WJ-EVs reduced the cytokine storm of Calu-3 cells induced by SARS-CoV-2 Peptide Pools in high glucose and uremic toxin concentrations. (A) The inflammatory cytokine gene expression in Prot_S-induced Calu-3 cells (n = 3). (B) The inflammatory cytokine secretion in Prot_S-induced Calu-3 cells (n = 4). (C) The inflammatory cytokine gene expression in Prot_S-induced Calu-3 cells incorporated with EVs. (D) The inflammatory cytokine secretion in Prot_S-induced Calu-3 cells incorporated with EVs. (E) The nuclear p65 protein expression in Prot_S-induced Calu-3 cells.

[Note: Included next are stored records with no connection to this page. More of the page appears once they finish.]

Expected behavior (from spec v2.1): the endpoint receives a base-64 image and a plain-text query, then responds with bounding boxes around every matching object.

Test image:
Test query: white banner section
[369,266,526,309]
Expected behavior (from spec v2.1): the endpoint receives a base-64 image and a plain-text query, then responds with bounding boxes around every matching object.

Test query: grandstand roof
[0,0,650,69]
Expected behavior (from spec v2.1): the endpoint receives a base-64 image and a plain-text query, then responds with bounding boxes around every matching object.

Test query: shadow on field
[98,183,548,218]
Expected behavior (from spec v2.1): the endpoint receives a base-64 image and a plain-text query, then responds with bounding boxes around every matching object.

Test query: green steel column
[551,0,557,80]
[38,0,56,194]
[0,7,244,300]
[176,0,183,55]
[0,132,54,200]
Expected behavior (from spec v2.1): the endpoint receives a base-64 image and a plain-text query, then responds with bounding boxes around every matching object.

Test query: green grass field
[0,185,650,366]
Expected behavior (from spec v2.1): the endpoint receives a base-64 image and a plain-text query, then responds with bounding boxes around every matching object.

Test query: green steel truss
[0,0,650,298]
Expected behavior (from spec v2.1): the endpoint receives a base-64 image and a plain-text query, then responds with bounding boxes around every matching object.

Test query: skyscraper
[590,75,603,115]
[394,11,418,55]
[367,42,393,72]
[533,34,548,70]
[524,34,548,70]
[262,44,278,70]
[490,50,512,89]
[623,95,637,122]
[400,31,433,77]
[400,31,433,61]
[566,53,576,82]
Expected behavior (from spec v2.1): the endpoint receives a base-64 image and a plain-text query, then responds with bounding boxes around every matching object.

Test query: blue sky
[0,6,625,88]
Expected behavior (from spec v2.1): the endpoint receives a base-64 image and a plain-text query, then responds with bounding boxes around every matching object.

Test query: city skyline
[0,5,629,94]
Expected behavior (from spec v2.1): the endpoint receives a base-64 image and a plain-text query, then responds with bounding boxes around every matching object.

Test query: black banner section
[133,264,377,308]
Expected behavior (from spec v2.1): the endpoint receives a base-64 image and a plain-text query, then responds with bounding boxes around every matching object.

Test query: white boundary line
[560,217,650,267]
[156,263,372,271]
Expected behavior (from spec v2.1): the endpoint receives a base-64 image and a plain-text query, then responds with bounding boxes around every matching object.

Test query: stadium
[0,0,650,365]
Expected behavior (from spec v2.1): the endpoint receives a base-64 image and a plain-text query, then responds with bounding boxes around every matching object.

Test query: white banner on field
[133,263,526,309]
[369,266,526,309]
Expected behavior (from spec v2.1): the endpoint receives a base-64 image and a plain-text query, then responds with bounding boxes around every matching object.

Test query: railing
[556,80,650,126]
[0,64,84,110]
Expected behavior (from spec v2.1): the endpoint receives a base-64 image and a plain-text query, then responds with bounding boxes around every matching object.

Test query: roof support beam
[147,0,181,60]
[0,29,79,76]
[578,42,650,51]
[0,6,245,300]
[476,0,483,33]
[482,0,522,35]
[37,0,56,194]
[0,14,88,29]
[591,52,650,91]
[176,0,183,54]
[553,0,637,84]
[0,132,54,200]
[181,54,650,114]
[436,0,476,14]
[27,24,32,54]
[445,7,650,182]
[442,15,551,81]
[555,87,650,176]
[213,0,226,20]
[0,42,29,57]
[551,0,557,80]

EVs isolated from four independent cell lines of MSCs were used in the above experiments (n = 4). G: Glucose, p-cre: p-cresol. The data represent the mean ± SD. **P < 0.01, *P < 0.05, ns: no significance. The experiments were performed in triplicate. WJ-EV, Wharton's jelly MSC-derived extracellular vesicle.

FIG. 6.

Proposed model: The ability of WJ-EVs in the downregulation of cytokine storm induced by SARS-CoV2 under high concentrations of glucose and uremic toxins. SARS-CoV-2 Peptide induces the cytokine storm, which might be involved in the activation of NF-κB p65 in human lung adenocarcinoma epithelial cells. In patients with DM and RD, the high concentrations of glucose and uremic toxins contribute to the severe cytokine storm induction by SARS-CoV2. WJ-EVs, but not AT-EVs, show the ability to reduce the NF-κB p65 and suppress the cytokine storm induced by SARS-CoV2 in the extraordinary worse situation as high glucose and uremic toxin level.